Closed
Bug 1469720
Opened 6 years ago
Closed 6 years ago
Investigate tools to find long-running tasks approaching or exceeding their max-run-time
Categories
(Testing :: General, enhancement, P3)
Tracking
(firefox63 fixed)
RESOLVED
FIXED
mozilla63
Tracking | Status | |
---|---|---|
firefox63 | --- | fixed |
People
(Reporter: gbrown, Assigned: gbrown)
References
(Blocks 1 open bug)
Details
Attachments
(3 files, 1 obsolete file)
Can we detect particular causes of bug 1411358? Can we predict new instances and/or warn when a task's run-time is approaching its max-run-time?
Assignee | ||
Comment 1•6 years ago
|
||
This is a simple prototype that uses the treeherder-client api to retrieve the duration of recent, completed jobs and uses the job's details to find the associated task definition on taskcluster. max-run-time is retrieved from the task definition and compared to the job times.
Comment 2•6 years ago
|
||
would activedata recipe be a better solution? Any solution is better than none- ideally getting alerts or reports would be ideal.
Assignee | ||
Comment 3•6 years ago
|
||
Sample output from the thjobtimes.py prototype.
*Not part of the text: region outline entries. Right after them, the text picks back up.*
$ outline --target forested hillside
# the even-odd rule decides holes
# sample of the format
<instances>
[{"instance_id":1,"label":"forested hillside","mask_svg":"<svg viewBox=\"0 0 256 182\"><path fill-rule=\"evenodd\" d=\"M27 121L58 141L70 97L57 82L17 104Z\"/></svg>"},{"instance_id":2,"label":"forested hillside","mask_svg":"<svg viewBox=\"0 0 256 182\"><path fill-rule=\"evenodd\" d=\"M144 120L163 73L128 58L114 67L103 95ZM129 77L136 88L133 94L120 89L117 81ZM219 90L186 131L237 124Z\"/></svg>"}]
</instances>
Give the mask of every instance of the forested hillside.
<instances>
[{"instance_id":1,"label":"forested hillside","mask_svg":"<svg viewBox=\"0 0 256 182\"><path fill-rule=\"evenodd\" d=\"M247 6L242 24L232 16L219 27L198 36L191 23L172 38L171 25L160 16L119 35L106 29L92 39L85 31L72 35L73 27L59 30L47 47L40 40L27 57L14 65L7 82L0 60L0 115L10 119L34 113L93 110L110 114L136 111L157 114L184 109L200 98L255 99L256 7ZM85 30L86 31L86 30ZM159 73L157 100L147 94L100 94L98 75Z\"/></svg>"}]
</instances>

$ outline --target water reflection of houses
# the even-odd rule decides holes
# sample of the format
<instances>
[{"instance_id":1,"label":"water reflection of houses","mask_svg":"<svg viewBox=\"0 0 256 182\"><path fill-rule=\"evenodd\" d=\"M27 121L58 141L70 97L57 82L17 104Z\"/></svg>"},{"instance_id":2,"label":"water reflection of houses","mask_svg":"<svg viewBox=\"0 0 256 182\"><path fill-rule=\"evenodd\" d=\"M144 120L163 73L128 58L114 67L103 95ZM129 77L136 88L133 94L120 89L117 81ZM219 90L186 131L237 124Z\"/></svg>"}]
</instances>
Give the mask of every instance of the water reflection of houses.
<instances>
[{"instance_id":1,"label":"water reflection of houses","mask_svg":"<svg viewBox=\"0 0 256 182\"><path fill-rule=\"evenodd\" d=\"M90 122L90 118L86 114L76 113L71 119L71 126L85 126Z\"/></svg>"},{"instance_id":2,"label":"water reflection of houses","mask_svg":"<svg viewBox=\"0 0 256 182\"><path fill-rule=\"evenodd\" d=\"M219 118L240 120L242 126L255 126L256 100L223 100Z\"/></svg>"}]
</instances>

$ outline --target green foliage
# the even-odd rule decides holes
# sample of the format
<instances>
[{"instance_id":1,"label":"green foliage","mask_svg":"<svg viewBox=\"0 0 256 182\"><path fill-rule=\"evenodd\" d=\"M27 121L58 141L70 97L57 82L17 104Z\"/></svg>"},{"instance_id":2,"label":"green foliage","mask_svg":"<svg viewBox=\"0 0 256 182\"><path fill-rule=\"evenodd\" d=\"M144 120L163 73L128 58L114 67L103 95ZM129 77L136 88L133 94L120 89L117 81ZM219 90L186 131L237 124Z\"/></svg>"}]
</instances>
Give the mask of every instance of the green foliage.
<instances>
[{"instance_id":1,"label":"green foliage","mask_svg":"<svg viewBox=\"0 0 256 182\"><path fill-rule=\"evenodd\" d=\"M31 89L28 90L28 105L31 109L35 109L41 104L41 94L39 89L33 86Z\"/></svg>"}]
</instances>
Some issues to note: - This took 38 minutes to run and made thousands of requests to treeherder and taskcluster. - Some jobs identified as potentially troublesome are probably not actionable: test-linux64-asan/opt-cppunit :: [210, 538, 3669, 208, 1674, 517, 738, 210] vs 3600 seconds (5 - 101%) On the other hand, the prototype does find specific issues, like this known issue that got me started on this idea: test-linux64-ccov/debug-web-platform-tests-e10s-2 :: [7544, 7711, 7204, 7636, 7543, 7439, 7515] vs 7200 seconds (100 - 107%)
Assignee | ||
Comment 4•6 years ago
|
||
(In reply to Joel Maher ( :jmaher ) (UTC-4) from comment #2) > would activedata recipe be a better solution? Any solution is better than > none- ideally getting alerts or reports would be ideal. There is an existing recipe for Task Durations, but it doesn't seem accurate. I've had trouble in the past getting reliable durations from ActiveData; that's probably fixable with effort. A bigger problem may be relating task durations to max-run-time. Still, ActiveData is definitely an alternative to consider.
Assignee | ||
Comment 5•6 years ago
|
||
(In reply to Geoff Brown [:gbrown] from comment #4) > A bigger problem may be > relating task durations to max-run-time. Or not... { "from":"task", "select":["run.name","action.duration","task.maxRunTime"] }
Assignee | ||
Updated•6 years ago
|
Priority: -- → P3
Assignee | ||
Comment 6•6 years ago
|
||
This is pretty good: { "from":"task", "groupby":["run.name"], "limit":1000, "select":[ { "value":"action.duration", "aggregate":"average", "name":"average duration" }, { "value":"action.duration", "aggregate":"max", "name":"max duration" }, { "value":"task.maxRunTime", "aggregate":"min", "name":"maxRunTime" }, {"aggregate":"count"} ], "where":{"and":[ {"gte":{"task.run.start_time":{"date":"2018-06-28"}}}, {"eq":{"state":"completed"}}, {"eq":{"kind":"test"}}, {"in":{"build.branch":["autoland","mozilla-inbound","mozilla-central"]}}, {"regexp":{"run.name":"test-android-em.*"}} ]} } "run.name" "average duration" "max duration" "maxRunTime" "count" "test-android-em-4.3-arm7-api-16/opt-geckoview-junit" 1461.6925822226206 2241.7509999275208 3600 225 "test-android-em-4.3-arm7-api-16/opt-marionette-4" 724.364691273478 1771.4939999580383 3600 149 "test-android-em-4.3-arm7-api-16/debug-mochitest-26" 1833.9672837724556 2930.5209999084473 7200 148 "test-android-em-4.3-arm7-api-16/debug-marionette-6" 1001.4378639419062 2096.792999982834 3600 147 "test-android-em-4.3-arm7-api-16/debug-mochitest-clipboard" 1052.1142465725336 1928.7569999694824 3600 146 "test-android-em-4.3-arm7-api-16/debug-marionette-8" 1000.6796206852486 2330.8700001239777 3600 145 ... :ekyle -- A few (non-urgent) questions for you: 1. When I change the start_time date to something more recent, say, 2018-07-01, my counts go to 0. Why? 2. Can I relate the duration to the maxRunTime in a query? I'd really like to select these numbers but restrict rows to something like "where average(duration) > 90% maxRunTime". (Obviously I can do that filtering with post-processing, but wonder if the query itself can do it.) 3. I am struggling to define what I really want here. Generally, I am interested in tasks when duration approaches maxRunTime, but I want to ignore infrequent cases where maxRunTime is much higher than normal (sometimes we get a slow machine, or a bad changeset is checked in for a while, then backed out). average vs percentile vs ...? 4. Any other observations or insights that might help here?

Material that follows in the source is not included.